Es geht heute erstens um die Evaluierung des Bund-Länder-Programms „Stadtumbau Ost”, um zentrale Ergebnisse und Empfehlungen des Gutachtens, und zweitens um die Stellungnahme und Empfehlungen der Lenkungsgruppe zur Evaluierung des Bund-Länder-Programms „Stadtumbau Ost - für lebenswerte Städte und attraktives Wohnen” und zur Fortführung des Programms über das Jahr 2009 hinaus.

Für die Erörterung wäre das Thema nicht nur auf das Gutachten zu beschränken, sondern müsste um die dazugehörenden Empfehlungen der Lenkungsgruppe erweitert werden. Daher wird die heutige Debatte unvollständig bleiben müssen

Beide Unterlagen, Gutachten und Stellungnahme, sprechen, das ist gleich zu Beginn hervorzuheben,  vorrangig wohnungswirtschaftliche, wohnungsmarktorientierte, finanzielle Bewertungen und Empfehlungen aus, auf die künftig notwendige Fördermittel auszurichten sind.

Ich zitiere aus dem Gutachten: „Ergebnisse und Wirkungen bezogen auf die Programmziele

Für die Wohnungsunternehmen ist eine spürbare Verbesserung der wirtschaftlichen Situation festzustellen, zu der das Programm „Stadtumbau Ost” wesentlich beigetragen hat.

Dies geht zum Teil auch auf verbesserte Rahmenbedingungen wie das gegenüber den 1990er Jahren gesunkene Zinsniveau zurück.
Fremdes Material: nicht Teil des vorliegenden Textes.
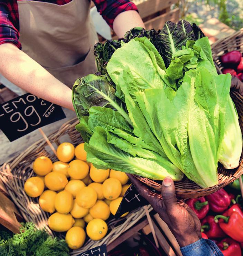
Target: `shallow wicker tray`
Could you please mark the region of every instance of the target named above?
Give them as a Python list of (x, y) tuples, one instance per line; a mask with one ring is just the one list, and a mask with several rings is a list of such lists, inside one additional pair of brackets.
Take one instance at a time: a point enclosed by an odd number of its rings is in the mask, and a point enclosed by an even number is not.
[[(65, 123), (58, 131), (48, 136), (49, 140), (54, 146), (66, 141), (69, 141), (75, 145), (81, 143), (82, 140), (80, 134), (75, 129), (75, 125), (78, 122), (77, 119), (75, 118)], [(53, 161), (58, 160), (50, 151), (45, 140), (42, 139), (2, 166), (0, 169), (0, 179), (4, 183), (8, 192), (26, 221), (32, 222), (38, 228), (45, 227), (53, 236), (63, 238), (65, 233), (54, 232), (49, 228), (47, 220), (50, 214), (40, 208), (38, 198), (28, 197), (24, 190), (25, 181), (30, 177), (35, 176), (31, 168), (33, 162), (36, 157), (41, 155), (48, 156)], [(150, 211), (152, 207), (149, 206), (148, 210)], [(143, 207), (140, 207), (122, 219), (111, 219), (108, 223), (108, 233), (103, 239), (98, 241), (87, 240), (81, 248), (72, 251), (71, 255), (75, 256), (96, 246), (110, 244), (145, 215)]]
[[(217, 41), (212, 46), (212, 52), (215, 66), (219, 74), (222, 74), (223, 68), (220, 57), (226, 52), (236, 50), (243, 53), (243, 28), (232, 35)], [(231, 92), (231, 95), (237, 110), (239, 122), (243, 134), (243, 97), (239, 93)], [(219, 164), (218, 168), (218, 184), (207, 188), (201, 188), (197, 184), (185, 177), (182, 180), (175, 182), (178, 197), (184, 199), (204, 196), (216, 192), (233, 182), (243, 174), (243, 158), (242, 155), (238, 168), (232, 170), (224, 169)], [(157, 190), (160, 190), (161, 182), (136, 176), (141, 181)]]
Die § 6a-Unternehmen haben ihre Ertragslage, die vor Beginn des Programms stark negativ ausfiel, deutlich verbessern können. Dennoch hatte auch 2005 noch jedes zweite keine positive Eigenkapitalrentabilität.

Zur Verbesserung der wirtschaftlichen Situation der privaten Einzeleigentümer hat das Programm im Wesentlichen nur indirekte Beiträge leisten können.

Das Niveau der Investitionstätigkeit der privaten Einzeleigentümer ist seit Ende der 1990er Jahre stark gesunken.“

Es werden die Segnungen der  als Teil des Stadtumbau Ost geltenden erhöhte Investitionszulage in den Jahren 2002 bis 2004 gerühmt, die zu zusätzlichen Modernisierungsinvestitionen in den innerstädtischen Altbauten führten.

Als langjährigem Interessenvertreter der Bauwirtschaft sind mir die Investitionszulage und deren verblichener Reiz für das Baugewerbe bekannt.

Nur: Wer investiert bei fehlender Nachfrage? Wo bleibt im Gutachten die Wertung über Steuersparmodelle zu Lasten der Öffentlichkeit?

Das gilt übrigens auch für das sog. 2. Klimaschutzpaket der Bundesregierung aus der letzten Woche: Soll es der Bauwirtschaft als Ersatz für den im I. Quartal 2008 in Sachsen-Anhalt um fast 30 % eingebrochenen Wohnungsbau dienen?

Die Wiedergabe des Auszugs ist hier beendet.